部活動をするために部室に来たのですが、そこで思い出しました。
そういえば、やることがありません。
正確に言えば、部としてやっていることはあるのですが、私は手伝いを拒否されてしまったのです。
その手伝いとは同人誌の作成です。
手先が器用なソラは重宝されています。
私も手先は器用なのですが、なぜか拒否されています。
仲間外れにされているわけではないのですが、手伝おうとすると、やんわりとお断りされてしまうのです。
不思議です。
キャラクターの地味な衣装を、魔女っ子衣装に描き変えるくらい頑張ったというのに。
「キララさん、どうしようか? また、校庭でも散歩してくる?」
同じく手伝いを拒否されているおっぱいお化けが話しかけてきます。
ちなみに、彼女の場合は単純に不器用なのでお断りされています。
きっと、おっぱいが邪魔で手元が見えないのだと思います。
「校庭を散歩するのはやめた方がいいでしょうね。運動部の邪魔をしてしまうでしょうから」
「邪魔?」
前回はおっぱいお化けが、おっぱいおっぱい連呼するので、注目を集めてしまっていたのです。

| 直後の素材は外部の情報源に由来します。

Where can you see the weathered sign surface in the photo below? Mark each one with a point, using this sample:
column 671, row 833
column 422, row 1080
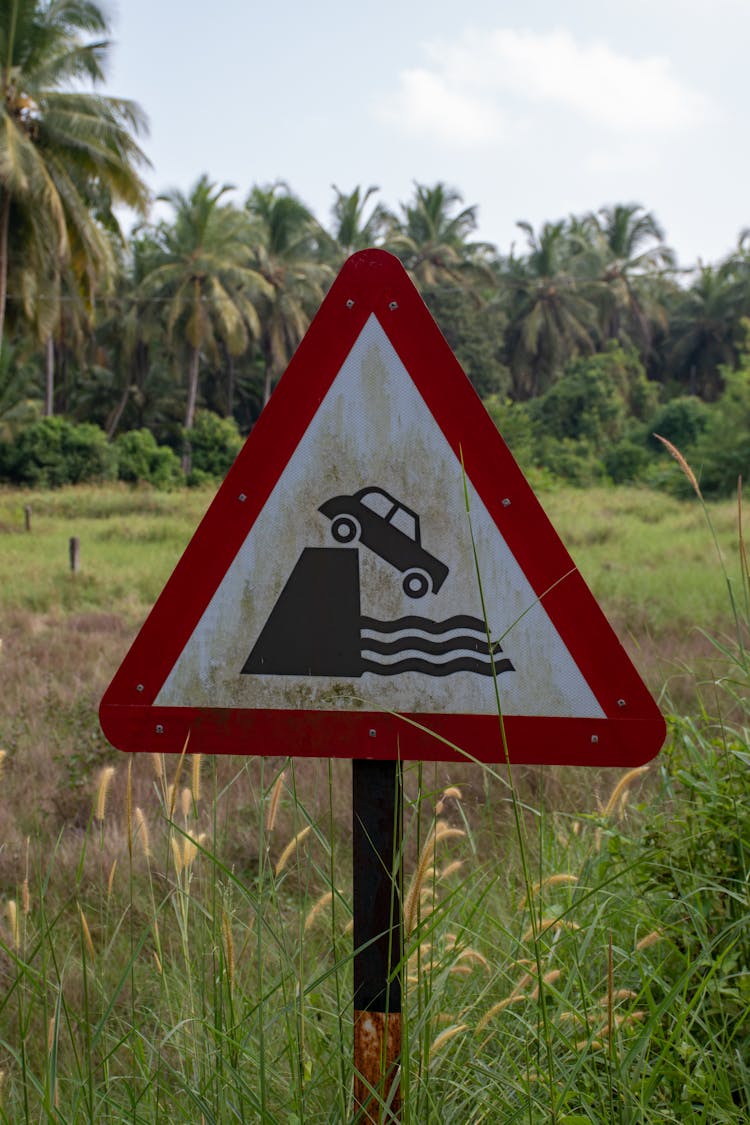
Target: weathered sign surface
column 376, row 576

そのせいで、運動で性欲を発散していた男子生徒達が邪念を抱いてしまったであろうことは、疑う余地もありません。
おっぱいお化けは、歩くだけで周囲を邪気に染めてしまいます。
さすがは魔王です。
おそらく、存在しているだけで闇の波動とかを放っているに違いありません。
そんなわけで、被害を少なくするために、校庭を散歩するのは避けたいところです。
「よくわからないけど、わかったよ。でも、どうしようか? ボーッとしているのも暇だよね」
おっぱいお化けは困った顔をしています。
帰宅するつもりはないようです。
彼女は希望してこの部に入ったので、何かしらの活動をしたいのでしょう。
部室でアニメ鑑賞するという方法もあります。
ここはそういう部なので、文句は言われないと思います。
ですが、同人誌を作っている部員達の邪魔になることを心配しているのでしょう。
その方法は選択肢から除外しているようです。
ふむ。
私も同じ状況なので、何か案を考えてみることにします。
「同人誌の売り上げに貢献するための方法でも考えましょうか?」
「あ、それいいね」
私の提案におっぱいお化けも乗り気です。
同人誌作成に直接関わることができなくても、間接的に関わることができるのが嬉しいのでしょう。
私としても、ソラが手伝っている同人誌の売り上げには貢献したいので、真剣に考えます。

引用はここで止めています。